Walleye à la bordelaise… or more than a dish.
I truly believe that certain dishes are telling a story. I am sure that all the cooks and foodies of this page have one or several dishes that remind them of somebody, a parent, a friend… or something, a happy event, or a sad one… Proust would call this a madeleine… and I have plenty of madeleines.
But this dish is special, not by itself, very simple, very basic, just a seared walleye fillet with a shallot / Bordeaux wine sauce… But here it is. I was born in Bordeaux, France, and Ardis, my wife is from Sandusky, Ohio. She got me into the walleye, which is a fish I didn’t know till I moved in Ohio. But there is a fresh water fish from the same family, the “sandre”, in those rivers near Libourne where I was fishing as a kid. “Sandre à la bordelaise” is a local specialty. Hence the idea of the “walleye à la bordelaise”… telling the story of how Ardis and I met more than 40 years ago and how, against all the odds, a fish from the Lake Erie and a bottle of Bordeaux reconnected many years later…
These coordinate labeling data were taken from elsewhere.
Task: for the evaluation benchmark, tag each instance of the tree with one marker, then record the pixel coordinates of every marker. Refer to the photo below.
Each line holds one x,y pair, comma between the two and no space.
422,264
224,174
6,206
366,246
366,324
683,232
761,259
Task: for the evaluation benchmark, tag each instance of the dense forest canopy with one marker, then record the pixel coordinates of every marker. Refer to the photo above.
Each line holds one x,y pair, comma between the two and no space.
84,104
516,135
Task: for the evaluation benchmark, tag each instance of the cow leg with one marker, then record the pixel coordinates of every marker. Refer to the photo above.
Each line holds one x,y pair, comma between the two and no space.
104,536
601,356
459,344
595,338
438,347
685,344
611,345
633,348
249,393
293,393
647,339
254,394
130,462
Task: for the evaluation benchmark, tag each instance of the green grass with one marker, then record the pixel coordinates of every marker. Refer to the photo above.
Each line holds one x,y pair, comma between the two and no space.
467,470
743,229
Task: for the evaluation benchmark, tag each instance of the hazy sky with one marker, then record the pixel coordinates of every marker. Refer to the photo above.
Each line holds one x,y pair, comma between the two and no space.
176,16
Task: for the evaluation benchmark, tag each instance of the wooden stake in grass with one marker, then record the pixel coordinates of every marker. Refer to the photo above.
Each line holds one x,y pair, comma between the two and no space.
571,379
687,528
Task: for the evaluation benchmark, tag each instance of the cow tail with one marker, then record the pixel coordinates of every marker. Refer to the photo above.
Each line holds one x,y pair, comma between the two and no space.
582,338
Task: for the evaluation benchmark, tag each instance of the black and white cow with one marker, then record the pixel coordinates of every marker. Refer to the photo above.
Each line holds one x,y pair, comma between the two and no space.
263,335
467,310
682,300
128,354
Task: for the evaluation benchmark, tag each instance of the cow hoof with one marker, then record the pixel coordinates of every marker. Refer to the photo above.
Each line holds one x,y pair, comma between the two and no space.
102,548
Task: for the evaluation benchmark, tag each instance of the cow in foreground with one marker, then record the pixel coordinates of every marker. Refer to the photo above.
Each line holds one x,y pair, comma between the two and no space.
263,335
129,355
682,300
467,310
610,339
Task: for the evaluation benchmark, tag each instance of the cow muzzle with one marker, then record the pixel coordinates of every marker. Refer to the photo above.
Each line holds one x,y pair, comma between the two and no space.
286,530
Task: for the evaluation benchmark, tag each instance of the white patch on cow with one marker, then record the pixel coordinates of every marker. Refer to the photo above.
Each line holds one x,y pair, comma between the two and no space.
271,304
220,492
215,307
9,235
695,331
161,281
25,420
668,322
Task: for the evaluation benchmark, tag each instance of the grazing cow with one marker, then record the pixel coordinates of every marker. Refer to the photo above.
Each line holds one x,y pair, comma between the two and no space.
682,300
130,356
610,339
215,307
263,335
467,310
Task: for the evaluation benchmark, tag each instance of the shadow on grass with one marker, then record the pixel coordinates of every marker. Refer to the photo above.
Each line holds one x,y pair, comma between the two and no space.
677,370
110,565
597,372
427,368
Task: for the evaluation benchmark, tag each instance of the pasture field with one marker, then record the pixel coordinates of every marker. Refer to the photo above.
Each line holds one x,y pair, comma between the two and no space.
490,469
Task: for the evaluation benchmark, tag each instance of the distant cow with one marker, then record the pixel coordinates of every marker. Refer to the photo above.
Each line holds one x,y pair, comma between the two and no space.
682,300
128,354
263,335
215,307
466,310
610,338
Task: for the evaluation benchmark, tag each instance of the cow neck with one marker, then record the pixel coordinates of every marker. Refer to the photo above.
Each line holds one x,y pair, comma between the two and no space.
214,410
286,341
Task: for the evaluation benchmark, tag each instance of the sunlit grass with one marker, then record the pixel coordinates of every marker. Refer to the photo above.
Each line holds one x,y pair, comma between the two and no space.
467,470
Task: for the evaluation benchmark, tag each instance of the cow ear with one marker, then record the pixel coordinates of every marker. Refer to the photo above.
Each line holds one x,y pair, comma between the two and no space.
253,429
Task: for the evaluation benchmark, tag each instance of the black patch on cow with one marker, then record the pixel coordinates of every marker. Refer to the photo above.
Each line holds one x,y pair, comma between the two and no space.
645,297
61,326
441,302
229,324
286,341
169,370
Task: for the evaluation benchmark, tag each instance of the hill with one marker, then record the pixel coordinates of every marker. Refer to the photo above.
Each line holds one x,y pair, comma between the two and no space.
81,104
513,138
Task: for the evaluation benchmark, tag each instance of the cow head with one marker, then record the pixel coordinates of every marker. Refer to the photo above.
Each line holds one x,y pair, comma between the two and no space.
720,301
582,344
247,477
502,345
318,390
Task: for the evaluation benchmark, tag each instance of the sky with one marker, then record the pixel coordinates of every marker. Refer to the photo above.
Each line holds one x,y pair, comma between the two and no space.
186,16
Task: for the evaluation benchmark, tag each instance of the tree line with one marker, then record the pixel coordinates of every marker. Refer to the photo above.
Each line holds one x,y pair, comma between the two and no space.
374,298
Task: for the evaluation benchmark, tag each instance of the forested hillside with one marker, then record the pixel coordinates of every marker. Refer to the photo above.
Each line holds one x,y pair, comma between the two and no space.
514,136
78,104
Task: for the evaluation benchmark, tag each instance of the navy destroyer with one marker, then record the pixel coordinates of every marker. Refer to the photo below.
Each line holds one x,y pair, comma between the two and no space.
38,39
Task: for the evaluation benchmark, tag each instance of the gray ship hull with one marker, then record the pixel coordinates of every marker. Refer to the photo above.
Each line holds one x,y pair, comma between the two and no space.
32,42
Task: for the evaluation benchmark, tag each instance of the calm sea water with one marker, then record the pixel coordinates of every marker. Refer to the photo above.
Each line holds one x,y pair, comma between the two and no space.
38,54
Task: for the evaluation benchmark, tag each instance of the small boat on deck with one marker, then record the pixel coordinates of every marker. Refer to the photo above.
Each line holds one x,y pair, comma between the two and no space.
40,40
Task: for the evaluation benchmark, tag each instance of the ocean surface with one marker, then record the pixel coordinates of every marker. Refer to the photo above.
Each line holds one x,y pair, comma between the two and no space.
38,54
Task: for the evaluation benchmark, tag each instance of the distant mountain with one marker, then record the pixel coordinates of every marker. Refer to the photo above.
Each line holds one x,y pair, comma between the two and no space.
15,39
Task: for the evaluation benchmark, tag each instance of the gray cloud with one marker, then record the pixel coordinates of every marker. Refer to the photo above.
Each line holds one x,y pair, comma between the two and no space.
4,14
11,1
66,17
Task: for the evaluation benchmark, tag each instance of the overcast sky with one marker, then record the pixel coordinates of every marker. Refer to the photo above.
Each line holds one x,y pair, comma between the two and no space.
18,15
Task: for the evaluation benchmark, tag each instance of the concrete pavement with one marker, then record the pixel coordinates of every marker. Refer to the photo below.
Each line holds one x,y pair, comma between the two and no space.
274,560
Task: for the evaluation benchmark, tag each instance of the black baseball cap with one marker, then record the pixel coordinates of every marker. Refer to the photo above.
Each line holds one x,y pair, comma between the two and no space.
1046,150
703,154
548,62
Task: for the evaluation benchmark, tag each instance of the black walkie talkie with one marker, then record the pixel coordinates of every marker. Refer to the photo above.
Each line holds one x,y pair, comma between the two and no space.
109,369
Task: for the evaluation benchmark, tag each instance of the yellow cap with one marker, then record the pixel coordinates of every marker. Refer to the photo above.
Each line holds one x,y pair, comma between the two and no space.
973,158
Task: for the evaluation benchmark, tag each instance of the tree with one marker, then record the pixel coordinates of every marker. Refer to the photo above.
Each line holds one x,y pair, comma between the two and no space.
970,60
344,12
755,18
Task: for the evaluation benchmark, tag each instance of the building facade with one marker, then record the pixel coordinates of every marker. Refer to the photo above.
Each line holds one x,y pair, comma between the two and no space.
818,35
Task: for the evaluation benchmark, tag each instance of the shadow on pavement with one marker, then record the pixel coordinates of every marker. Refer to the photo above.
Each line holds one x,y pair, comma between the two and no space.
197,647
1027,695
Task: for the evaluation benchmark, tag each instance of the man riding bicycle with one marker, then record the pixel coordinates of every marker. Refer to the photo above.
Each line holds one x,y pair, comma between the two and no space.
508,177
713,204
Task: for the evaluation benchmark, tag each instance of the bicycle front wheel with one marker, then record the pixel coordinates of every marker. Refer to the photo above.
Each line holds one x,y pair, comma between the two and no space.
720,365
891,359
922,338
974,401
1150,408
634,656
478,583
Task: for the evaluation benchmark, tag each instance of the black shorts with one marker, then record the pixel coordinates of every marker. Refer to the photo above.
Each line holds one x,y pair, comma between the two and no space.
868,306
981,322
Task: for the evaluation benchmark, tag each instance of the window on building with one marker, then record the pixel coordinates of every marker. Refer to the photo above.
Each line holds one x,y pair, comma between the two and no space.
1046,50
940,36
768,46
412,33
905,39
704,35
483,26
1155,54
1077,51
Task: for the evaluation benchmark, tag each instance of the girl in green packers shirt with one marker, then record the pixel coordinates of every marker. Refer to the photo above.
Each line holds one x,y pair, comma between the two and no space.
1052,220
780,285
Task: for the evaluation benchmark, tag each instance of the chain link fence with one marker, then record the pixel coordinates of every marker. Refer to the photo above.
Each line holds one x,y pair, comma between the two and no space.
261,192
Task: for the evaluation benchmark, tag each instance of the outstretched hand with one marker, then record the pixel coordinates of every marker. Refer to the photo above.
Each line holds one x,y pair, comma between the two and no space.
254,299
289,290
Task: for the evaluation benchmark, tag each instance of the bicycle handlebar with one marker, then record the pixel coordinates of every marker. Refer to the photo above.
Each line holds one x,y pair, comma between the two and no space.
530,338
The recipe? I just chopped and (slowly) sauteed a big shallot head (i.e. the 2 cloves, recipe for 2) in (a lot of ) butter, till translucent/lightly colored, reserved them. Rubbed my walleye fillets (keeping the skin) in flour and seared them almost "à l'unilatéral" (I guess it is self comprehensive, meaning seared on the skin side just to give crispiness to the skin, and just a few seconds on the "meat" side to color it. It shall not be overcooked. Reserved. Deglazed the frying pan with Bordeaux wine (1/2 glass maybe, maybe more :)) and added my shallots. Reduced till obtaining a more "syrupy" consistency. Served with plain rice (basmati in this case) cooked "à la créole" (just cooked like pasta, no addition, not even butter, the sauce will do it). Served of course with the Bordeaux wine (in this case a Château Divon 2011, a Saint-Georges Saint-Émilion, in fact, not very far from where I was fishing the eels as a kid), a good deal at my favorite grocery store.
Or a little variation as on the top picture: add some mushrooms to the shallots (here dried porcini, and the rice was flavored with the mushroom soaking water).
Or a little variation as on the top picture: add some mushrooms to the shallots (here dried porcini, and the rice was flavored with the mushroom soaking water).
Your madeleine is downright Proustian. Lovely story, beautiful dish!